Kenworthy Nora J
a Nursing and Health Studies Program , University of Washington , Bothell , WA , USA.
Glob Public Health. 2014;9(1-2):25-42. doi: 10.1080/17441692.2013.879728. Epub 2014 Feb 7.
Participation, decentralisation and community partnership have served as prominent motifs and driving philosophies in the global scale-up of HIV programming. Given the fraught histories of these ideas in development studies, it is surprising to encounter their broad appeal as benchmarks and moral practices in global health work. This paper examines three intertwined, government-endorsed projects to deepen democratic processes of HIV policy-making in Lesotho: (1) the 'Gateway Approach' for decentralising and coordinating local HIV responses; (2) the implementation of a community council-driven priority-setting process; and (3) the establishment of community AIDS councils. Taken together, these efforts are striking and well intentioned, but nonetheless struggle in the face of powerful global agendas to establish meaningful practices of participation and decentralisation. Examining these efforts shows that HIV scale-up conveys formidable lessons for citizens about the politics of global health and their place in the world. As global health initiatives continue to remake important dimensions of political functioning, practitioners, agencies and governments implementing similar democratising projects may find the warnings of earlier development critics both useful and necessary.

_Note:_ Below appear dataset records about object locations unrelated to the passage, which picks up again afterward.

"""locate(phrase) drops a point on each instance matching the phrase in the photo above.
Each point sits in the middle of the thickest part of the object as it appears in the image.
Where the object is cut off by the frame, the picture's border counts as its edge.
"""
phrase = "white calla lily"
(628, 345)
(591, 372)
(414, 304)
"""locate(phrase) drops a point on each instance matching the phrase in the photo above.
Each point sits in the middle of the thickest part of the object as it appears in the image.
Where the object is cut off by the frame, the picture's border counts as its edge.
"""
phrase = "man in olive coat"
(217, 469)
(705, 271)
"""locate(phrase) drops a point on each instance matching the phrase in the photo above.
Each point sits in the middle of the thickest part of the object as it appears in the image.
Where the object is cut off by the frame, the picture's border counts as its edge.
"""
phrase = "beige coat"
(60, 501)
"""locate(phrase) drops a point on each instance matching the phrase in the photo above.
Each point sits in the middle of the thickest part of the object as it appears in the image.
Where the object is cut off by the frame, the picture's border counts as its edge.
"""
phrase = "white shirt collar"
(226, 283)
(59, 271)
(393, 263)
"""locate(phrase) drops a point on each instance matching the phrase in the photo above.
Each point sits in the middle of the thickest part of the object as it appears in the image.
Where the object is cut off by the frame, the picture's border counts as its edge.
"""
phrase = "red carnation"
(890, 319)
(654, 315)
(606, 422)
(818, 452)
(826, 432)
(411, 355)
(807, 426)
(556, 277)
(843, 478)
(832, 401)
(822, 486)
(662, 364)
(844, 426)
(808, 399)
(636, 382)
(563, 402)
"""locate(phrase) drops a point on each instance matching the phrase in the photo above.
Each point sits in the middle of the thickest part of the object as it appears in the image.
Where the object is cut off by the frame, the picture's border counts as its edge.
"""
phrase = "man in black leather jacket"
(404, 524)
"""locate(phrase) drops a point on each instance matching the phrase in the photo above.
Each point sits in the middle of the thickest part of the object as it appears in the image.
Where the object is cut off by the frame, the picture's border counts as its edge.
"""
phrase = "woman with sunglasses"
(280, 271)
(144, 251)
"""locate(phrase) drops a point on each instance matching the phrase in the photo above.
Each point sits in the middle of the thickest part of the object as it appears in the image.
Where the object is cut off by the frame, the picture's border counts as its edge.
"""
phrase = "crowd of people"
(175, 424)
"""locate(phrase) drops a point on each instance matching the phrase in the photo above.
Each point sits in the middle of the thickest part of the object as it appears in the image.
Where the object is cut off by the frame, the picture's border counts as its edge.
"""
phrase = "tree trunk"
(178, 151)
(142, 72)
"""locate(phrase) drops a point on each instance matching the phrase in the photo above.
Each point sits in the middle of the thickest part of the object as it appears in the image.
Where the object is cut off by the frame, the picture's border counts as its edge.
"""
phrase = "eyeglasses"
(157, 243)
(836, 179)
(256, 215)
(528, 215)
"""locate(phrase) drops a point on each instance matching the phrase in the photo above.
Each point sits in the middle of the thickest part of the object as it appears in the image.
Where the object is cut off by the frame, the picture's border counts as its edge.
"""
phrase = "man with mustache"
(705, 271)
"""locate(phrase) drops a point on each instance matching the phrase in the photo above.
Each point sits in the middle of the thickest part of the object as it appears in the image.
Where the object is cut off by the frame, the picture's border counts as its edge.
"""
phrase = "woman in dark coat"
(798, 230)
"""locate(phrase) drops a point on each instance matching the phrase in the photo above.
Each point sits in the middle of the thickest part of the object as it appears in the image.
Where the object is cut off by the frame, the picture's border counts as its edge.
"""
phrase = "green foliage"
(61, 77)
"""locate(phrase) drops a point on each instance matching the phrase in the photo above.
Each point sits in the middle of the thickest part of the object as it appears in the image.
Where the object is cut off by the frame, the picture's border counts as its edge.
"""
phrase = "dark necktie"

参与、权力下放和社区伙伴关系一直是全球扩大艾滋病防治规划中的突出主题和驱动理念。鉴于这些理念在发展研究中有着复杂的历史,令人惊讶的是,它们在全球卫生工作中作为基准和道德实践具有广泛的吸引力。本文考察了莱索托政府支持的三个相互交织的项目,这些项目旨在深化艾滋病政策制定的民主进程:(1)“门户方法”,用于权力下放和协调地方艾滋病应对措施;(2)实施由社区委员会推动的确定优先事项的过程;(3)建立社区艾滋病委员会。总体而言,这些努力引人注目且意图良好,但面对强大的全球议程,在建立有意义的参与和权力下放实践方面仍面临困难。审视这些努力表明,扩大艾滋病防治规模给公民带来了有关全球卫生政治及其在世界上地位的深刻教训。随着全球卫生倡议继续重塑政治运作的重要方面,实施类似民主化项目的从业者、机构和政府可能会发现早期发展批评者的警告既有用又必要。